Coughs have a variety of causes, and while they may seem incredibly annoying, they have an essential purpose: to improve your respiratory function.
“When irritants, such as bacteria or pollen, enter our airways, they trigger our cough receptors. By coughing, the body is doing its best to expel foreign microbes from where they don’t belong,” explained Dr. Jason Becker, Jefferson Health Pulmonologist.
Coughs are commonly categorized by their duration. While most coughs go away within a week or two (acute cough), some persist for three to eight weeks (subacute cough), and others can even last longer than 12 weeks (chronic cough).
Most acute coughs are caused by respiratory infections (viral or bacterial), such as the common cold, influenza, pneumonia, or COVID-19 (coronavirus). Some acute coughs can also be caused by non-infectious allergens.

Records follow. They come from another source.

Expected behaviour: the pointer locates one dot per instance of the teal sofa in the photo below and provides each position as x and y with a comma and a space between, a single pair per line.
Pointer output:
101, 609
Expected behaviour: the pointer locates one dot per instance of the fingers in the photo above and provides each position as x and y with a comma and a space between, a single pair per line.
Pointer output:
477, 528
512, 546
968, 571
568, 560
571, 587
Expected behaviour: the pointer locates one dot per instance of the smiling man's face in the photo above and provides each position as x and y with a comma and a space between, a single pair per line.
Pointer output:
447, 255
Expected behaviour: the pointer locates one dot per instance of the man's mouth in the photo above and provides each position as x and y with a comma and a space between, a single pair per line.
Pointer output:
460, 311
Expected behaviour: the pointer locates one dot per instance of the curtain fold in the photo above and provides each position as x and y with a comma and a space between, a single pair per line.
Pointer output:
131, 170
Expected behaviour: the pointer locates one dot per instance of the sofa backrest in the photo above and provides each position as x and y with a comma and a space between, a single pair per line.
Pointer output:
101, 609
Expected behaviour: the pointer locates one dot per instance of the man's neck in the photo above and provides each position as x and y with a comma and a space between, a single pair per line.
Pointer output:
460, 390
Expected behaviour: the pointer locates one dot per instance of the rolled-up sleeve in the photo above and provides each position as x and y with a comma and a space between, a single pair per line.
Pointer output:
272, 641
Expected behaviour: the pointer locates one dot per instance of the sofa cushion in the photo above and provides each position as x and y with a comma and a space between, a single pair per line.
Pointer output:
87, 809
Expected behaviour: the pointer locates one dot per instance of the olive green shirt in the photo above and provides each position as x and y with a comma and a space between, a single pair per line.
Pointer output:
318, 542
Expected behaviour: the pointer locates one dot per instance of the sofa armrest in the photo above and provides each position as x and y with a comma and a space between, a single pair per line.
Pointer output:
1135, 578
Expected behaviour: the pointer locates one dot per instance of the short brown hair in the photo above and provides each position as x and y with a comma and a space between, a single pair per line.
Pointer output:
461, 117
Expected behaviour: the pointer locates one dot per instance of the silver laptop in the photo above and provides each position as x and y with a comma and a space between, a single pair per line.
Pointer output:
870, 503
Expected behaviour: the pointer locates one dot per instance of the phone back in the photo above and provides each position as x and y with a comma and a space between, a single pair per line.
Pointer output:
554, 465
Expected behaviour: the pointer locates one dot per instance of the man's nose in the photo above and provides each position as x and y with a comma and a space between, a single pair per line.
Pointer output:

“Subacute coughs are like ‘leftovers’ of respiratory infections. As you’re recovering, your cough receptors become hyper-reactive, which leads to an ongoing dry and irritating cough,” said Dr. Becker. “The only real remedy for a subacute cough is time. Luckily, these coughs typically aren’t concerning.”
According to Dr. Becker, acute and subacute coughs are more straightforward to diagnosis than chronic coughs.
A chronic cough, nearly 90 percent of the time, is caused by asthma, acid reflux (or GERD), or postnasal drip. However, a lot of patients commonly misconceive their chronic cough as caused by asthma, when it’s actually caused by acid reflux – the coughs of which for both are very dry, explains Dr. Becker.
In some instances, there are distinct characteristics of a cough that can aid in the diagnosis. If your cough isn’t dry, but instead “productive,” meaning it brings up more mucus, it is likely linked to an allergy or infection. A deep, loud “whooping” sound often signifies pertussis, and a cough that sounds like a seal barking is commonly croup.
If you experience any of these coughs described, it is important to seek medical care as soon as possible.
“If you have what you suspect to be a normal subacute cough, you should still get it on a doctor’s radar within four weeks,” said Dr. Becker. “They can take the proper precautionary tests, such as chest X-rays and CAT scans, to rule out any other severe factors. For example, a persistent cough can sometimes be a sign of lung cancer. Even if your risk is small, it’s not one you want to take.”
It’s also important to contain your coughs – like your sneezes – in the crook of your elbow, as much as possible. When you cough, germs are expelled at upwards of 50-100 mph, and thousands of droplets find their way onto nearby objects and people.
“While treatments and suggested medications vary, depending on the cause, the most effective remedy for a dry cough is actually honey,” added Dr. Becker. “Studies show that honey performs the same way as cough medicine. It improves the hyper-reactiveness of the cough receptors and eases symptoms.”
At the end of the day, coughs are something that we all experience, and, more often than not, they will go away without causing any lasting problems. Always remember, to decrease your chances of developing a cough (and respiratory infection) infection control is a MUST. Wash your hands, avoid touching your face, and try not to be near people who are already sick!